An unnatural heat surged from the deepest part of his being, spreading through his veins, his bones, his flesh.
To hell with this hierarchy.
His arms began to feel different.
Firmer.
More alive.
To hell with this world.
The pain disappeared… but it wasn't relief.
It was replaced by something worse.
Dull cracking sounds ran through his body. Bones shifting. Muscles tightening. Torn skin sealing as if it had never been broken.
It wasn't healing.
It was rewriting.
Grey struggled upright and gripped the thick gray metal bars in front of him with all his strength.
For the first time since he had awakened there…
His voice came out.
"And fuck you too, world."
The instant the last word left his mouth, reality shattered.
The darkness vanished.
The stench faded.
Grey saw.
A new, golden world unfolded before his eyes.
Everything was connected.
The walls, the floor, the bars—nothing was solid. Threads of golden light flowed and intertwined, holding the shape, the weight, and the meaning of everything.
The order of the world.
And deep within his mind, he understood.
What he was seeing was the Aether.
He didn't need an explanation.
He didn't need words.
He simply knew what to do.
His hands tightened further around the bars.

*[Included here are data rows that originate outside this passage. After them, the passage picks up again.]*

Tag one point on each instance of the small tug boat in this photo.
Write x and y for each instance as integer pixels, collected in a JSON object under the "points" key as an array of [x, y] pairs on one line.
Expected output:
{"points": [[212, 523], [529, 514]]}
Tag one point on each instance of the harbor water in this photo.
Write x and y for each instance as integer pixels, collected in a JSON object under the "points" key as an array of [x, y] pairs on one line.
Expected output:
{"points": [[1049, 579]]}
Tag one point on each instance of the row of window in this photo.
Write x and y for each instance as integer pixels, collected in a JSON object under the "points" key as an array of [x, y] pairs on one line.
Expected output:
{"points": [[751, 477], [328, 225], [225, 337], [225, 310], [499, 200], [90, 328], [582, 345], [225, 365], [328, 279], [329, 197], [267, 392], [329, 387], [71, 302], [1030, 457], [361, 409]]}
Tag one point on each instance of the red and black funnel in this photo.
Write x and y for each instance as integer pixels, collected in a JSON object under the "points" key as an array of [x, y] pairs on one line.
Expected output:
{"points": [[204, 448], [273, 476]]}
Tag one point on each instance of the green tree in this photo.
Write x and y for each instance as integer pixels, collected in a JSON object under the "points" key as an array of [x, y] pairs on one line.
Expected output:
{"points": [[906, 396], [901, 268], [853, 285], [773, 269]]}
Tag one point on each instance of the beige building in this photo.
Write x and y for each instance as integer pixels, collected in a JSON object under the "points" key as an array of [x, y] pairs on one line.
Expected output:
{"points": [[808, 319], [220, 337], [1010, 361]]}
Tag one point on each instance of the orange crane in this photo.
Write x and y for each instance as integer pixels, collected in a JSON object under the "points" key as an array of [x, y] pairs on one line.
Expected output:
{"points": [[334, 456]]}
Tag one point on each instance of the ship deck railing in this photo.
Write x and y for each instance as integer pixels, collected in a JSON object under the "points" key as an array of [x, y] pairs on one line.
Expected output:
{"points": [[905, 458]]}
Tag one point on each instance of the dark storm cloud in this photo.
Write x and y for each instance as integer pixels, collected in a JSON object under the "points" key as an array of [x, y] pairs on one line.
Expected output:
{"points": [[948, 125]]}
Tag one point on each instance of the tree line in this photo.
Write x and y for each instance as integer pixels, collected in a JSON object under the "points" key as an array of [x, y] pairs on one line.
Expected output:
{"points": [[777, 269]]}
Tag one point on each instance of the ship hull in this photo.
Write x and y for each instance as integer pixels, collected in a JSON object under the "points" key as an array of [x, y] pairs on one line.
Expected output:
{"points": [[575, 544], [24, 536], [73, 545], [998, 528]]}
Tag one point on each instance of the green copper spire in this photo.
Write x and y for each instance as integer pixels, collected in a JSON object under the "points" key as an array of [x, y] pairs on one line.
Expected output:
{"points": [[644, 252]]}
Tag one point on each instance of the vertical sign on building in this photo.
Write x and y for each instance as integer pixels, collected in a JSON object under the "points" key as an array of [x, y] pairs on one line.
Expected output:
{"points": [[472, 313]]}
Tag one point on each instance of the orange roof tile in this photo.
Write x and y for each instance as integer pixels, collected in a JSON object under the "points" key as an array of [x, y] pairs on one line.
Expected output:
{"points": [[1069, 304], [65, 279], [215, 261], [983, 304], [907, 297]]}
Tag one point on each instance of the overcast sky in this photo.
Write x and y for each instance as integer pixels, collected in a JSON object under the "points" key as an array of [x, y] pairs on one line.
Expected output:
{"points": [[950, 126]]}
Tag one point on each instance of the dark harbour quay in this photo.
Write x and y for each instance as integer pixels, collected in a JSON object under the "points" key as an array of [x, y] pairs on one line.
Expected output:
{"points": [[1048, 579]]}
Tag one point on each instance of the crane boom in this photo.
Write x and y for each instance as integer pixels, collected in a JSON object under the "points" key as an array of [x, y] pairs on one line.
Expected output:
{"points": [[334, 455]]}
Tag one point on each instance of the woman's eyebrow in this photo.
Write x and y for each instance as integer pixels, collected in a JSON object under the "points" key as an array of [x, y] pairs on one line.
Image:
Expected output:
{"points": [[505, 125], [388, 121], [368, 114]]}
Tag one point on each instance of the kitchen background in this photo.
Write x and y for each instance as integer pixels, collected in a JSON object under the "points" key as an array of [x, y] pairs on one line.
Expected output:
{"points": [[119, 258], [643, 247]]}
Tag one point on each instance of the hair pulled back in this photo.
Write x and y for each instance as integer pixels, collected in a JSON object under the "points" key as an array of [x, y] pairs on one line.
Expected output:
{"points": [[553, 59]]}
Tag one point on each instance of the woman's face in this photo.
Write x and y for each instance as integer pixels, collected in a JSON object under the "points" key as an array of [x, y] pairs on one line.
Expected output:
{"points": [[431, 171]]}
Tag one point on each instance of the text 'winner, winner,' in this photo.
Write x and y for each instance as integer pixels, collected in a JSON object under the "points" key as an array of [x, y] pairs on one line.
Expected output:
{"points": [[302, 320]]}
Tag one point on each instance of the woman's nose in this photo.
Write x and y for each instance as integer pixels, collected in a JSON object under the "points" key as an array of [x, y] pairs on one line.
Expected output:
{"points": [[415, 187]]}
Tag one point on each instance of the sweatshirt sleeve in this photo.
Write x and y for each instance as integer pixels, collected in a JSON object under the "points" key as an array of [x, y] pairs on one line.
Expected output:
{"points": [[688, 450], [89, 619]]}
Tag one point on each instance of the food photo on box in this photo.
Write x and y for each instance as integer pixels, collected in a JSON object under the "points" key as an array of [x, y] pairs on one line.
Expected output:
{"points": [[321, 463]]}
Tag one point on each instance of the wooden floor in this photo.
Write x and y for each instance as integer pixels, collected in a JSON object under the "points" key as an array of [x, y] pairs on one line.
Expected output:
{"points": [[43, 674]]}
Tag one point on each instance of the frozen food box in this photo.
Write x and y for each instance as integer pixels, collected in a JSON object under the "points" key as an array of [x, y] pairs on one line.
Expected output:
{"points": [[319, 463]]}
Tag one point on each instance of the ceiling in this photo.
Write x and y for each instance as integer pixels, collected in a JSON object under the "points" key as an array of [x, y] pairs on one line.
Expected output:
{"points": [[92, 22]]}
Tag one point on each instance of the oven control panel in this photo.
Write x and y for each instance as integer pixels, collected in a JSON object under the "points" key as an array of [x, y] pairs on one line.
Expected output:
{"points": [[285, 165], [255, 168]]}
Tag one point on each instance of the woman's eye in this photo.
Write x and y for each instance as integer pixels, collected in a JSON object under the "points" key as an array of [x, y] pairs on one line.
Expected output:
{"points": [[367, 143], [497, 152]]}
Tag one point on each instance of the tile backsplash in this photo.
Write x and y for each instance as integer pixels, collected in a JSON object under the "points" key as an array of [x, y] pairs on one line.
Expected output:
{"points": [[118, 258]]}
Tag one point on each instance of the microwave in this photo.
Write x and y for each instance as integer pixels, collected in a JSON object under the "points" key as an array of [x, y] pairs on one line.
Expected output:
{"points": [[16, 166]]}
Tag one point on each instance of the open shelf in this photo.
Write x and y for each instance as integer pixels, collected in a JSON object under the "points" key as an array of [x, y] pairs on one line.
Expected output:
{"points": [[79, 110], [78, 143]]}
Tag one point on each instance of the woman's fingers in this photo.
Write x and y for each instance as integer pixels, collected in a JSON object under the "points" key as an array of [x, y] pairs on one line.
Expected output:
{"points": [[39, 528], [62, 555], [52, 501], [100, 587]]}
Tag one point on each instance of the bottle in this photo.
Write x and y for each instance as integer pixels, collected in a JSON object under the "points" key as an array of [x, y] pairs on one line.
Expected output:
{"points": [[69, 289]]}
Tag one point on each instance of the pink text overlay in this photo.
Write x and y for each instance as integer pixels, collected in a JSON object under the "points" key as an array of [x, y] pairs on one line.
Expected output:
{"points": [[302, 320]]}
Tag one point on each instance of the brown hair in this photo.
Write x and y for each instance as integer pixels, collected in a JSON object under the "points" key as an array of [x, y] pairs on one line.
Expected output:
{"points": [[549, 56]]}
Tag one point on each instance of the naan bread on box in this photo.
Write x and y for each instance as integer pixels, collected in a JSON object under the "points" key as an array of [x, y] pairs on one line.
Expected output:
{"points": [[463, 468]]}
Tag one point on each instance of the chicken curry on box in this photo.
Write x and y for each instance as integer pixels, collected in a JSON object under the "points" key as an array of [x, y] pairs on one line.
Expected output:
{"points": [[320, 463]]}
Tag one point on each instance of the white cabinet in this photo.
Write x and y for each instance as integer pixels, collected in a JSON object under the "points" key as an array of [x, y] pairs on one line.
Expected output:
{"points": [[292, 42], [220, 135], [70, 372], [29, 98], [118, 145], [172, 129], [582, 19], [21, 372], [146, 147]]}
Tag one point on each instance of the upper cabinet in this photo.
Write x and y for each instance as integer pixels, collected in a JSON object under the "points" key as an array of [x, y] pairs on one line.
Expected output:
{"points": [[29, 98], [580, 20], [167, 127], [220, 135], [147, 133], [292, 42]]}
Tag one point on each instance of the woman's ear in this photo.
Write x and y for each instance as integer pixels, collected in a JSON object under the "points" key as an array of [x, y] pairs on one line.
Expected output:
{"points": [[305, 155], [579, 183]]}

He didn't think about destroying them.
He thought about breaking the order that forced them to be what they were.
The golden flow fractured.
The metal lost its shape.
The bars rippled, dissolved, turning into an inert, weightless mass that slipped through his fingers and fell to the ground like thick water.
The cell ceased to exist.
Grey took a step back, breathing heavily.
From the corridor, agitated voices echoed.
"Did you hear that?"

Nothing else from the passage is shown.